Hirup Udara Bebas, Aktivis Sebastian Hutabarat Terus Perjuangkan Lingkungan Danau Toba
Aktivis lingkungan hidup kawasan Danau Toba, Sebastian Hutabarat, akhirnya menghirup udara bebas setelah dipenjara satu bulan. Ia berharap agar perjuangan pada konservasi Danau Toba terus dilakukan.
Oleh
NIKSON SINAGA
·3 menit baca
BALIGE, KOMPAS — Aktivis lingkungan hidup kawasan Danau Toba, Sebastian Hutabarat, akhirnya menghirup udara bebas setelah dipenjara satu bulan. Ia berharap agar perjuangan pada konservasi Danau Toba terus dilakukan di tengah kerusakan lingkungan hidup yang masih terus terjadi.
”Jangan sampai perjuangan kita pada konservasi lingkungan hidup terhenti. Masalah utama kawasan Danau Toba saat ini adalah kerusakan lingkungan yang sangat masif,” kata Sebastian, Sabtu (6/2/2021).
Sebastian menjalani hukuman satu bulan penjara atas vonis yang dijatuhkan di tingkat banding di Pengadilan Tinggi Medan karena dinilai terbukti menghina pemilik tambang galian C di Kabupaten Samosir. Di tingkat pertama di Pengadilan Negeri Balige, ia awalnya divonis dua bulan penjara. Ia dipenjara di Lembaga Pemasyarakatan Kelas III Pangururan sejak 5 Januari.
Pemenjaraan itu pun awalnya ditentang banyak pihak karena Sebastian dinilai hanya mengkritik dan menolak tambang galian C di Samosir karena dinilai merusak lingkungan hidup.
”Awalnya saya dan keluarga juga tidak terima. Tetapi, akhirnya saya jalani dan saya anggap ini sebagai tugas belajar dari negara,” kata Sebastian.

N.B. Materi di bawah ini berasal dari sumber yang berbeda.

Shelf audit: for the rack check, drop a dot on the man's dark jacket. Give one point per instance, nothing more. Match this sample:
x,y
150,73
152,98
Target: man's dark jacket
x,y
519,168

Sebastian mengatakan, persoalan utama pariwisata Danau Toba saat ini adalah kerusakan lingkungan hidup yang sangat masif. Hal ini disebabkan oleh kerusakan hutan, masifnya hutan tanaman industri di daerah tangkapan air, dan maraknya keramba jaring apung skala perusahaan ataupun perorangan.

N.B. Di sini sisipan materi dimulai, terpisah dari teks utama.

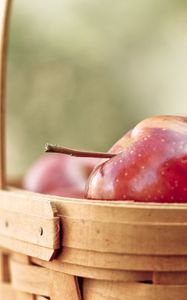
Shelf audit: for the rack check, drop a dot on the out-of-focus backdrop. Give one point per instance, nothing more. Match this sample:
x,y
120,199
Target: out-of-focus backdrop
x,y
81,73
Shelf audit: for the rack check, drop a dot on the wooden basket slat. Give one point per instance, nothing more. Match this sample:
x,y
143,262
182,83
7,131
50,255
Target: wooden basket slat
x,y
100,290
95,273
29,225
124,212
118,261
42,281
127,238
167,278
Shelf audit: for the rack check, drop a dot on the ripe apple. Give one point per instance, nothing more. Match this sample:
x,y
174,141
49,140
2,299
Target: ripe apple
x,y
151,164
60,175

”Namun, sampai saat ini pemerintah kelihatannya tidak punya peta jalan untuk menyelamatkan lingkungan hidup Danau Toba,” kata Sebastian.
Sebastian, yang juga pengusaha di bidang pariwisata, mengatakan, model pariwisata di Danau juga sebaiknya mengedepankan ekowisata dan berbasis pada ekonomi masyarakat. Tentu, infrastruktur dan akomodasi premium juga bisa dibangun, tetapi ssmuanya harus sejalan dengan pariwisata berkelanjutan dan konservasi lingkungan hidup.
Ketua Umum Yayasan Pencinta Danau Toba (YPDT) Maruap Siahaan mengatakan, di tengah upaya Presiden Joko Wododo menjadikan kawasan Danau Toba destinasi super prioritas berkelas internasional, konservasi lingkungan hidup seharusnya dikedepankan. ”Apalagi, kawasan Danau Toba kini mengalami kerusakan luar biasa dari hulu sampai hilir,” kata Maruap.
Maruap mengatakan, konservasi lingkungan akan mengangkat pariwisata Danau Toba. Pariwisata pun tak akan berjalan jika lingkungan rusak karena nilai jual utama Danau Toba adalah lingkungan hidupnya. Kasus yang menimpa Sebastian, kata Maruap, tidak akan menyurutkan perjuangan mereka.
Direktur Eksekutif Daerah Wahana Lingkungan Hidup Indonesia (Walhi) Sumut Doni Latuparissa mengatakan, pemenjaraan Sebastian harus menjadi pelajaran untuk melindungi aktivis lingkungan ke depan. ”Kriminalisasi selama ini selalu menjadi senjata untuk membungkam suara kritis para aktivis,” katanya.
Kriminalisasi selama ini selalu menjadi senjata untuk membungkam suara kritis para aktivis.
Menurut Doni, suara kritis seharusnya menjadi kontrol sosial bagi pembangunan kawasan Danau Toba. Instrumen hukum tentang perlindungan aktivis lingkungan juga sebenarnya sudah diatur dalam Undang Undang Nomor 32 Tahun 2009 tentang Perlindungan dan Pengelolaan Lingkungan Hidup.
”Namun, pelaksanaannya di lapangan memang masih sangat minim. Kriminalisasi aktivis lingkungan hidup masih terus terjadi,” kata Doni.